Subqueries are queries inside queries. Some people call them nested queries. They are ugly to read but incredibly powerful. These 6 problems cover every subquery type.
| Subquery Type | Returns | Used With | Example Use |
|---|---|---|---|
| Scalar | Single value | =, >, < | Find orders above average amount |
| Row | Single row, multiple columns | =, IN | Find the customer with max spending |
| Table (IN) | List of values | IN, NOT IN | Find customers who ordered a specific product |
| Correlated | Depends on outer query | EXISTS, comparisons | Find customers whose order exceeds their average |
| EXISTS | TRUE/FALSE | WHERE EXISTS | Find products that have at least one review |
Find all orders where total_amount is above the average order amount.
SELECT order_id, customer_id, order_date,
total_amount, status
FROM orders
WHERE total_amount > (
SELECT AVG(total_amount) FROM orders
)
ORDER BY total_amount DESC;Find customers who have ordered at least one product in the Electronics category.
SELECT customer_id, first_name, last_name, email
FROM customers
WHERE customer_id IN (
SELECT DISTINCT o.customer_id
FROM orders o
JOIN order_items oi ON o.order_id = oi.order_id
JOIN products p ON oi.product_id = p.product_id
WHERE p.category = 'Electronics'
);Find products that have zero reviews. Use EXISTS instead of LEFT JOIN this time.

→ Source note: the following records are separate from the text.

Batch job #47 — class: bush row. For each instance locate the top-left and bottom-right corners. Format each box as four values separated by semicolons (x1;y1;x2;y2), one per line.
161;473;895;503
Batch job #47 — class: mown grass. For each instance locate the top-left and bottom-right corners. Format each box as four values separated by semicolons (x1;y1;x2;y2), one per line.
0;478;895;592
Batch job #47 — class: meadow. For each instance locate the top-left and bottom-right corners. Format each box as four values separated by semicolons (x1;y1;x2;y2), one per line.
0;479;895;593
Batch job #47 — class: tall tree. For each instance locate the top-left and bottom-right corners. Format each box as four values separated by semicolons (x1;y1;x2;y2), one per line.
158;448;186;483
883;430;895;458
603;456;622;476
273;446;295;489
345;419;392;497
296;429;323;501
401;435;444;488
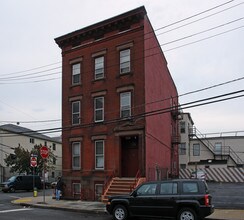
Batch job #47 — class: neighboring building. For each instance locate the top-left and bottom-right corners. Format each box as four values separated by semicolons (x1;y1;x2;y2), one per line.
55;7;179;200
179;113;244;180
0;124;62;182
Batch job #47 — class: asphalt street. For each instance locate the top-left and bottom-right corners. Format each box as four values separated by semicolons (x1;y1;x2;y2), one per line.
0;183;244;220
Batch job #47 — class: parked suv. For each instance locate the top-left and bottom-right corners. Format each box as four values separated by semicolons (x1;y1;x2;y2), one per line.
106;179;214;220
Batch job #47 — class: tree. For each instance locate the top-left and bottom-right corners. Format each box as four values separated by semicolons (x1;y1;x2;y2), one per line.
4;145;56;174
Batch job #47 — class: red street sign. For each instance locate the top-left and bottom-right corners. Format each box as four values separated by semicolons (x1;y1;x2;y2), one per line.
31;157;37;167
40;146;49;159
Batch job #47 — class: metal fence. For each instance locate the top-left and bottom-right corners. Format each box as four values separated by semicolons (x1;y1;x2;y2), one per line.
179;168;244;183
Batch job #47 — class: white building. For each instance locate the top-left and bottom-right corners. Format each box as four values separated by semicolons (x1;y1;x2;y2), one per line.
0;124;62;182
179;113;244;181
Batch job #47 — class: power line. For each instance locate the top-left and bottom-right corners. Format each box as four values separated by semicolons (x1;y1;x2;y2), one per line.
157;2;244;36
164;25;244;52
1;61;61;76
0;77;244;124
155;0;234;31
0;0;240;79
160;17;244;46
0;90;244;137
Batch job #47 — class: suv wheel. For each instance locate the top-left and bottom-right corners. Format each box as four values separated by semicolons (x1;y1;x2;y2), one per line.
9;187;15;193
177;208;197;220
113;205;128;220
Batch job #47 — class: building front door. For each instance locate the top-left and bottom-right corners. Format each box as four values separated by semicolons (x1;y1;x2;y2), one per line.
121;136;139;177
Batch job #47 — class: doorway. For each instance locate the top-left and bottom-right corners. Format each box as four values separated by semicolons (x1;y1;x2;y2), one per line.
121;135;139;177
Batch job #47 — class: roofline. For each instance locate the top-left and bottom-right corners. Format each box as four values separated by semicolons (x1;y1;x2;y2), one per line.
54;6;147;45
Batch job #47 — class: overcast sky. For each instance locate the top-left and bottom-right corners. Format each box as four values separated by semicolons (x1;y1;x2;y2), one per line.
0;0;244;136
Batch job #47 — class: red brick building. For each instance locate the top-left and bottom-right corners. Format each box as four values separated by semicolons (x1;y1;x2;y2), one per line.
55;7;178;200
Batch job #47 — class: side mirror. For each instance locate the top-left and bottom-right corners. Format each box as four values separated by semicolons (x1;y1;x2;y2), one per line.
131;191;137;197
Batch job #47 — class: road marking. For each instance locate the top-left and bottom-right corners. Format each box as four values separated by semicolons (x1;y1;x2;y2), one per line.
0;208;32;213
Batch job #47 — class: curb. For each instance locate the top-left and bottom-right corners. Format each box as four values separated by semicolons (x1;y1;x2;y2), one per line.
11;201;108;215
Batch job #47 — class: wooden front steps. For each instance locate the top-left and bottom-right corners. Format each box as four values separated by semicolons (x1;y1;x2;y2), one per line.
102;177;144;203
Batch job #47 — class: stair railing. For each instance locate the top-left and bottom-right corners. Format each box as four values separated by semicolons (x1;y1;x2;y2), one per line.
103;172;114;195
130;170;141;192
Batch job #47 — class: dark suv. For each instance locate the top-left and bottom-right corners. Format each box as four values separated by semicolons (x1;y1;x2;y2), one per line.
106;179;214;220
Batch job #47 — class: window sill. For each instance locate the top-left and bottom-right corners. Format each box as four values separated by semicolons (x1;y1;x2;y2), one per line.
117;71;133;78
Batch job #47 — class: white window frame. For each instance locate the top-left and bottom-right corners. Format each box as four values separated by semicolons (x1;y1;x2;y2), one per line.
72;142;80;170
73;183;81;195
72;101;80;125
72;63;81;85
94;56;104;79
119;48;131;74
179;143;186;155
214;142;222;155
193;143;201;156
94;96;104;122
120;92;131;118
95;140;104;170
95;183;104;201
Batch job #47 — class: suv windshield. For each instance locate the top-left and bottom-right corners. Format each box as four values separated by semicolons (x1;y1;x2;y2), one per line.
8;176;16;182
203;181;209;194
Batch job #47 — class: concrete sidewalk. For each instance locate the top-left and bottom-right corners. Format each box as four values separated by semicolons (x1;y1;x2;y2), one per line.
12;196;244;220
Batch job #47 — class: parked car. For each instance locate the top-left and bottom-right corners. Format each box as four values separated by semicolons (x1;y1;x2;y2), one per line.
106;179;214;220
0;175;42;192
191;170;206;180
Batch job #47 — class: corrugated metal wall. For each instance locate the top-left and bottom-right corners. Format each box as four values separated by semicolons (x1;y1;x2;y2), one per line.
180;168;244;183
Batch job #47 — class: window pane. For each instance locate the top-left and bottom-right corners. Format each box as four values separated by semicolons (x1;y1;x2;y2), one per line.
94;97;104;122
193;144;200;156
72;102;80;124
72;63;80;84
179;143;186;155
96;156;104;168
72;143;80;168
95;141;104;169
120;49;130;73
95;57;104;79
73;183;80;194
120;92;131;118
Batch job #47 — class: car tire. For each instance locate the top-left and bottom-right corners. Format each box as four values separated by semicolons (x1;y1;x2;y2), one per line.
9;187;15;193
177;208;198;220
113;205;128;220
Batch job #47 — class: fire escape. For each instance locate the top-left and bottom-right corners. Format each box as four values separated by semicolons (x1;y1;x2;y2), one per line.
189;126;244;167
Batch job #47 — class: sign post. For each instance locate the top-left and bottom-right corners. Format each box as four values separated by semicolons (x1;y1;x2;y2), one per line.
40;146;49;203
30;154;37;197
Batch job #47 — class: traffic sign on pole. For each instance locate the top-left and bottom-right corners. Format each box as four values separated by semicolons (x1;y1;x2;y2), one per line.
40;146;49;159
30;156;37;167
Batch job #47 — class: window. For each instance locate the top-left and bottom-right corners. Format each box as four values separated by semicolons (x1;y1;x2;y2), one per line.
73;183;81;195
72;63;80;85
120;49;130;74
95;184;103;201
180;121;186;134
72;101;80;125
53;143;56;151
214;143;222;155
160;183;177;195
94;97;104;122
182;182;198;193
179;143;186;155
95;140;104;169
72;142;80;169
137;183;157;196
95;56;104;79
53;157;57;165
30;138;35;144
193;144;200;156
120;92;131;118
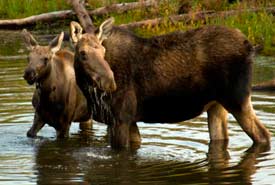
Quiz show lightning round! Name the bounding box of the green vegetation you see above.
[0,0,275,55]
[0,0,70,19]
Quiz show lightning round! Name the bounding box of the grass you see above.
[0,0,275,55]
[0,0,70,19]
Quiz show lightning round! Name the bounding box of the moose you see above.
[70,18,270,148]
[22,29,92,138]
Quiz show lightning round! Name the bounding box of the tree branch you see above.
[0,0,156,29]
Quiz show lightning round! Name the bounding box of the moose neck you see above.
[103,26,148,67]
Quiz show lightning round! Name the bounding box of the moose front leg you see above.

SELECT p.product_id, p.product_name, p.category, p.price
FROM products p
WHERE NOT EXISTS (
SELECT 1 FROM reviews r
WHERE r.product_id = p.product_id
);EXISTS is often faster than IN for large datasets. EXISTS stops scanning as soon as it finds the first match. IN builds the entire list first. For QA with millions of rows, this matters.
Find customers whose total spending is higher than the average spending in their city. This is a correlated subquery — the inner query depends on the outer query.
SELECT c.first_name, c.last_name, c.city,
SUM(o.total_amount) AS total_spent
FROM customers c
JOIN orders o ON c.customer_id = o.customer_id
WHERE o.status = 'completed'
GROUP BY c.customer_id, c.first_name, c.last_name, c.city
HAVING SUM(o.total_amount) > (
SELECT AVG(city_total)
FROM (
SELECT SUM(o2.total_amount) AS city_total
FROM customers c2
JOIN orders o2 ON c2.customer_id = o2.customer_id
WHERE c2.city = c.city
AND o2.status = 'completed'
GROUP BY c2.customer_id
) AS city_averages
)
ORDER BY total_spent DESC;Find the second highest order amount for each customer. Customers with only one order should not appear.
SELECT c.first_name, c.last_name, o.total_amount AS second_highest
FROM customers c
JOIN orders o ON c.customer_id = o.customer_id
WHERE o.total_amount = (
SELECT DISTINCT o2.total_amount
FROM orders o2
WHERE o2.customer_id = c.customer_id
ORDER BY o2.total_amount DESC
LIMIT 1 OFFSET 1
)
ORDER BY c.first_name;Find customers who placed an order in every month between their first and last order. These are your most consistent buyers.
SELECT c.first_name, c.last_name,
MIN(o.order_date) AS first_order,
MAX(o.order_date) AS last_order,
COUNT(DISTINCT DATE_FORMAT(o.order_date, '%Y-%m')) AS active_months,
TIMESTAMPDIFF(MONTH, MIN(o.order_date), MAX(o.order_date)) + 1 AS expected_months
FROM customers c
JOIN orders o ON c.customer_id = o.customer_id
GROUP BY c.customer_id, c.first_name, c.last_name
HAVING COUNT(DISTINCT DATE_FORMAT(o.order_date, '%Y-%m')) =
TIMESTAMPDIFF(MONTH, MIN(o.order_date), MAX(o.order_date)) + 1
AND TIMESTAMPDIFF(MONTH, MIN(o.order_date), MAX(o.order_date)) >= 1
ORDER BY active_months DESC;Q: What is a correlated subquery? How is it different from a regular subquery?
A: A regular subquery runs ONCE and returns a fixed result. The outer query uses that result. A correlated subquery runs ONCE FOR EACH ROW of the outer query because it references a column from the outer query. Example: "Find employees earning more than their department average" — the inner query depends on the department of the current row being processed. Correlated subqueries are slower because they execute repeatedly, but sometimes they are the only clean solution.
Key Point: Subqueries unlock complex logic. Scalar for single values, IN for lists, EXISTS for existence checks, and correlated when the inner query depends on the outer.